Além deles, temos outros personagens fundamentais e bem descritos no início do romance: Isobel (um dos melhores cérebros do grupo e também aspirante a actriz), Roshan (o melhor corredor do grupo), Siraj (o asmático com memória enciclopédica, especialmente para histórias tenebrosas), Michael (o desenhador melancólico) e Seth (rapaz de poucas palavras e poucos sorrisos, devorador de clássicos e apaixonado por astronomia). Juntos vão escrutinar o passado da cidade e do passado do pai de Ben e Sheere, os irmãos que se reencontram nesta instituição, 16 anos depois da separação. Esta separação foi necessária para preservar ambos vivos, como compreendemos nos primeiros capítulos do livro. Remexer no passado é doloroso e abre feridas que ninguém esperaria encontrar…

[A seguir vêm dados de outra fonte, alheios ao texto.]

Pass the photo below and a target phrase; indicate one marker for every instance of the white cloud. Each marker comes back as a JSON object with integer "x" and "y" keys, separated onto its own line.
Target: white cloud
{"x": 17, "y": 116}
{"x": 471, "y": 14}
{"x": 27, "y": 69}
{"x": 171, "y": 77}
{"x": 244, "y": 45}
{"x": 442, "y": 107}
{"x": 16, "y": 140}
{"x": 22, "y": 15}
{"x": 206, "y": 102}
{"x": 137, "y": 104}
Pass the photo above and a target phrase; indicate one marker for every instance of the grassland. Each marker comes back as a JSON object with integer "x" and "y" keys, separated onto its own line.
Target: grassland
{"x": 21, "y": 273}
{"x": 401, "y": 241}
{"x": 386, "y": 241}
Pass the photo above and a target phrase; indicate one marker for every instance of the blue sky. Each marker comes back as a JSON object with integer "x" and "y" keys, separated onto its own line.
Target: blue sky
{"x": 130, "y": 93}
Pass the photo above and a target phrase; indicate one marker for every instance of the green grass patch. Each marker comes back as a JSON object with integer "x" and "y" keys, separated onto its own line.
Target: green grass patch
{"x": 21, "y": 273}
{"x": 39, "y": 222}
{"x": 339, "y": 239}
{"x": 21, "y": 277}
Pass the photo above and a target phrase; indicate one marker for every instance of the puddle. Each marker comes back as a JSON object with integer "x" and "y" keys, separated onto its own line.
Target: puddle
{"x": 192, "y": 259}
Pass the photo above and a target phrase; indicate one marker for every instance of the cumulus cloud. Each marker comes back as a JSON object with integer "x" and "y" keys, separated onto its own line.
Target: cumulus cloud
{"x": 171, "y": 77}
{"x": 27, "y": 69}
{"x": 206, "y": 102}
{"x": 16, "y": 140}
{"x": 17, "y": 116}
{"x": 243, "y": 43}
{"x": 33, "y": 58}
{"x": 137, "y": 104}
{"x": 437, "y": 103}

«A procura no passado revelara-nos uma cruel lição e desvelara-nos a vida como um livro onde era preferível não voltar a páginas anteriores; um caminho onde, não importava a direcção que tomássemos, nunca poderíamos escolher o nosso próprio destino.»

O foco deste livro é a história de Ben, o líder deste grupo, uma criança de carácter e personalidade fortes, apesar de assombrado pelo fantasma de um espectro do seu passado, que o procura durante 16 anos pela Índia, a ele e à sua irmã gémea (Sheere). A narrativa vai-se revelando, pouco a pouco, e o destino das personagens vai ficando retraído e instável, como que dentro de um mecanismo de paredes mortíferas que encolhem e nos ameaçam esmagar. Sonhos premonitórios revelam a Ben que há muitos anos um comboio em chamas atravessa a cidade e mata muita gente, incluindo o seu pai. Esse comboio tem um dono, o seu dono é apelidado de “espectro”, uma espécie de demónio, pois não pode ser considerado humano – Jawahal –  que “vive” no limbo, entre a vida e a morte, com uma missão única: pôr termo à vida destes dois irmãos.

Mas há mais complexidade por detrás desta ideia fantasmagórica, o destino destes jovens está lançado. Apenas se tem uns aos outros e juntos poderão evitar uma desgraça ainda pior se unirem os seus talentos. Será que conseguirão derrotar as chamas que teimam em arder por toda a Calcutá e escapar à morte sedenta que os persegue?  Quem é verdadeiramente Jawahal e como poderão eles derrotar este ser de alma perdida?

Zafón compôs este puzzle de modo a deixar o leitor em estado constante de alerta e vício por virar mais uma página, como já nos habituou noutros romances. A leitura não desilude e as suas palavras, seja qual for o desfecho dos seus livros, confortam-nos sempre como uma pancadinha nas costas.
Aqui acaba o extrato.